The Book Expo of America, the largest book trade show in the US, is, as you can imagine, pretty overwhelming. There are hundreds of publishers and other book people, and all of them want you to check out their books and products. I got to attend this year for the first time, and, despite what my usual reading habits are, I found myself drawn to all the children’s book booths. Maybe it was the colors or the design, or maybe it was that children’s publishers have all the best swag, but I came home with almost as many children’s books as grown-up books.
Here are the best of what I saw:
The Nocturnals by Tracy Hecht and Kate Liebeman
A team of unlikely night-dwelling animal friends, including a pangolin (!!!) join together to solve mysteries. This is exactly up my alley.
Squirrel Girl by Shannon Hale and Dean Hale
Shannon Hale (Princess in Black and etc.) is writing a middle-grade novel based on my very favorite Marvel character, and I am going to die of excitement. This is a perfect combination. (Out February 7, 2017)
The Unintentional Adventures of the Bland Sisters by Kara LaReau
Two sisters, Jaundice and Kale Bland, are kidnapped by a group of female pirates and are unwilling dropped into adventures beyond their wildest dreams (which, in their defense, aren’t that wild). This book draws comparisons to Roald Dahl and The Series of Unfortunate Events, and I am bringing it with me on my next vacation. (Out January 10, 2017)
Miss Moon: Wise Words from a Dog Governess by Janet Hill writes tidbits of advice to go along with her gorgeous illustrations. The advice is cute, but this book is all about the drawings. It reminds me of a more colorful, dog-filled Mysteries of Harris Burdick.
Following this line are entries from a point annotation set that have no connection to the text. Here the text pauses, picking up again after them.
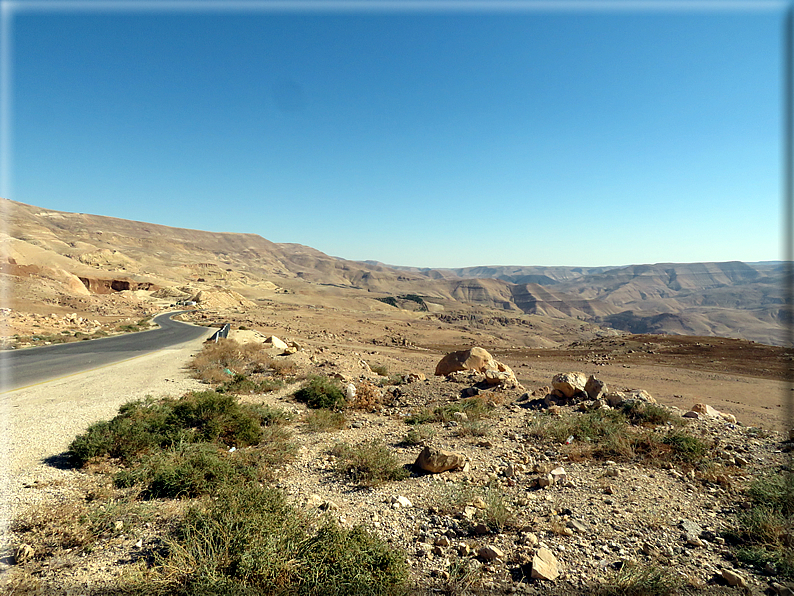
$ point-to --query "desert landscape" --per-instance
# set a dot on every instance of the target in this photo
(500, 478)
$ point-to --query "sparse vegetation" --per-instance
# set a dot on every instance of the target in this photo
(250, 540)
(143, 427)
(379, 369)
(418, 435)
(218, 361)
(761, 534)
(368, 464)
(323, 420)
(608, 434)
(368, 397)
(321, 392)
(240, 384)
(642, 580)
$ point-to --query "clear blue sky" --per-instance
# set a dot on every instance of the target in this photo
(443, 139)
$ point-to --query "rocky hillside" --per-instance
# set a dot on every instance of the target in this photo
(63, 251)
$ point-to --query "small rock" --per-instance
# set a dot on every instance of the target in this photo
(733, 578)
(544, 565)
(23, 553)
(435, 460)
(442, 541)
(489, 553)
(401, 501)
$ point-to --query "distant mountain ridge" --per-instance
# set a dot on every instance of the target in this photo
(732, 299)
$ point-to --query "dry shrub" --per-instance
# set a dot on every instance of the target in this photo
(49, 529)
(368, 397)
(283, 368)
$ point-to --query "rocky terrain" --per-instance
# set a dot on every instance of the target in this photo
(73, 261)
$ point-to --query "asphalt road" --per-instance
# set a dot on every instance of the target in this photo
(21, 368)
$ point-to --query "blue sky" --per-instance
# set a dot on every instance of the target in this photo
(443, 138)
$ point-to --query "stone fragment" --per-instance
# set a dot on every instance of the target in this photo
(614, 398)
(544, 565)
(23, 552)
(641, 395)
(782, 590)
(559, 475)
(475, 358)
(401, 501)
(569, 384)
(490, 552)
(706, 410)
(733, 578)
(479, 503)
(435, 460)
(693, 540)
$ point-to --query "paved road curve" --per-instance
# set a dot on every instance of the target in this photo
(20, 368)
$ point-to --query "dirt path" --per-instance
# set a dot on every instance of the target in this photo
(38, 423)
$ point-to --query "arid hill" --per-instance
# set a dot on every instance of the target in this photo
(52, 255)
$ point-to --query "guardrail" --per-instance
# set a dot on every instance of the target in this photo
(222, 332)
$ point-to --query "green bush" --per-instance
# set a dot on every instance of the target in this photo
(240, 384)
(641, 580)
(250, 540)
(760, 533)
(368, 464)
(685, 447)
(418, 435)
(321, 392)
(379, 369)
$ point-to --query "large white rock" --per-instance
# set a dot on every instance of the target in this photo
(472, 359)
(545, 565)
(276, 342)
(435, 460)
(569, 384)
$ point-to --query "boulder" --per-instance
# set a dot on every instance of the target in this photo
(641, 395)
(733, 578)
(472, 359)
(595, 388)
(728, 417)
(435, 460)
(569, 384)
(544, 565)
(614, 398)
(706, 410)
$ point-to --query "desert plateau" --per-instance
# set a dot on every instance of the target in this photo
(389, 429)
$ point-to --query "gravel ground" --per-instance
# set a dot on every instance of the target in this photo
(37, 423)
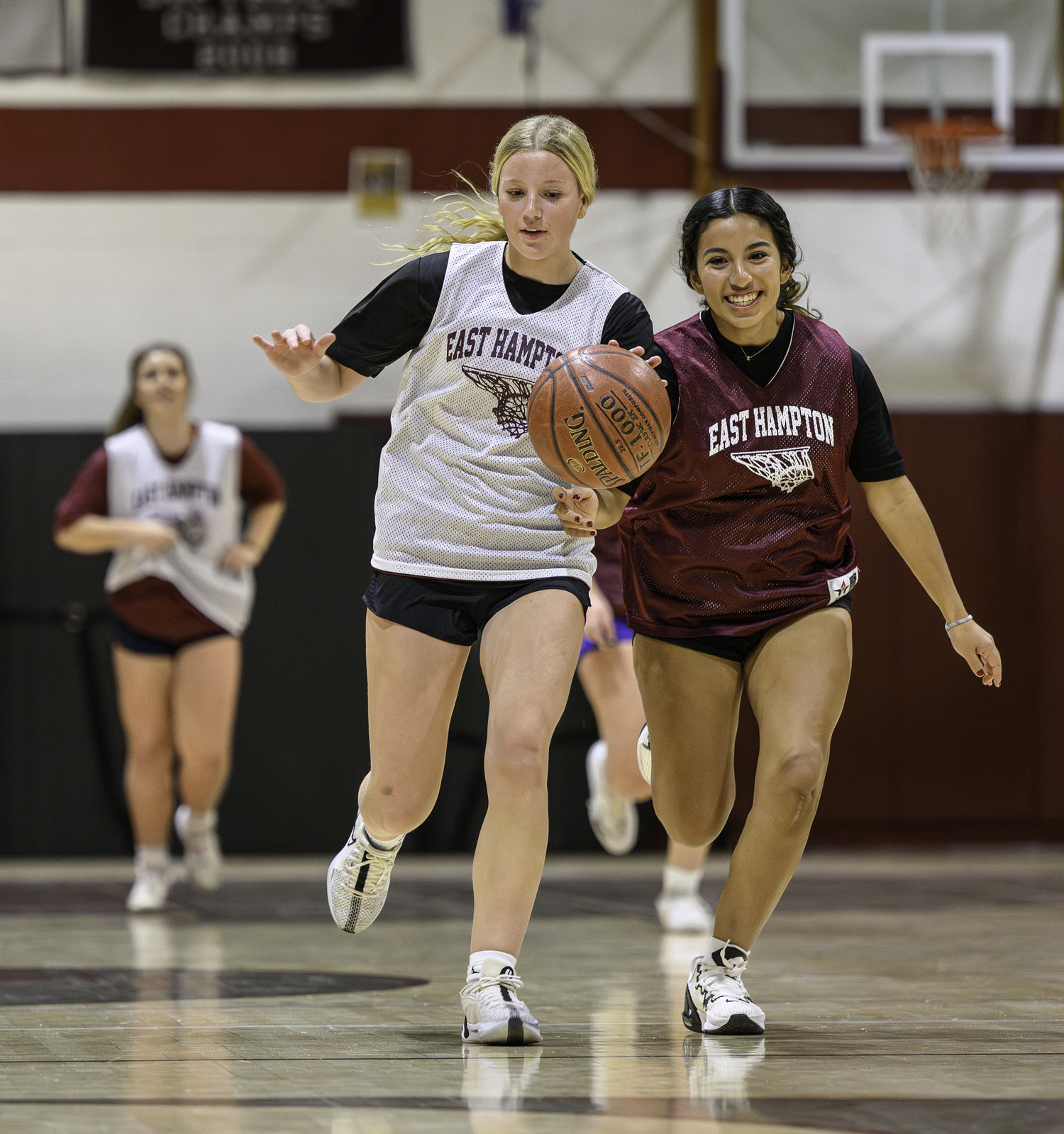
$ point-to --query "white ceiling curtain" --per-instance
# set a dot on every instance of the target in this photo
(31, 35)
Counting with Barefoot Critters by Tegan White
Miss Moon and Barefoot Critters are both from Penguin Canada, and I’m about ready to let them illustrate my whole life. Adorable animals go on adventures and count things. (Out August 19, 2016)
Tough Guys have Feelings Too by Keith Negley
Bright, bold illustrations of super heroes, astronauts, and construction workers teach kids that even tough guys have feelings, get sad, and need comfort.